The HoloFlex is the closest thing we've had so far to a holographic truly flexible phone. Move the display to see 3D objects from different angles and bend the phone to change the angle further.

What's the catch? This display, created by Queen's University researchers, is still in early development hence the 160 x 104 resolution image. But you can see where this is going and it's very exciting. Although the Amazon Fire Phone created a similar effect, at high resolution, and nobody seemed to care. But this offers a lot more and in a new way.

This display, uniquely, is flexible meaning you can play Angry Birds by bending the screen to pull back and let go to fling the bird, as an example. It also means people can look at the same image from different angles to see it differently, like a real object as it sticks out of the screen.

Technically this is a 1920 x 1080 flexible OLED but images are rendered into 12-pixel wide circular blocks projected through a 3D printed microlens, totalling 16,000. The result is a screen that literally comes out at you to create that stereoscopic image.

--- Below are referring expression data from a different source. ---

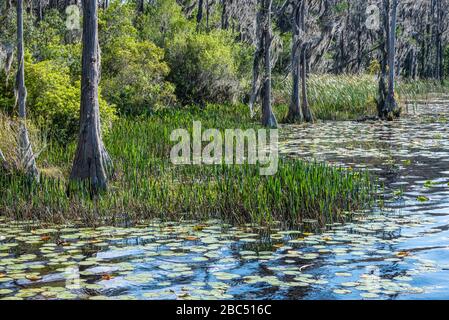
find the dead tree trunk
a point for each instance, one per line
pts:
(268, 118)
(92, 162)
(27, 158)
(294, 111)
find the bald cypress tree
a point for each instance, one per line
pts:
(27, 158)
(92, 162)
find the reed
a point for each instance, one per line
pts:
(146, 184)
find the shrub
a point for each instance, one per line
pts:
(204, 68)
(134, 71)
(135, 81)
(54, 101)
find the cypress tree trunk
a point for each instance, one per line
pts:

All this isn't simple so the handset is powered by a 1.5GHz Qualcomm Snapdragon 810 processor with Adreno 430 GPU and 2GB of RAM running Android 5.1.

"By employing a depth camera, users can also perform holographic video conferences with one another", says the university's Dr. Vertegaal. "When bending the display users literally pop out of the screen and can even look around each other, with their faces rendered correctly from any angle to any onlooker".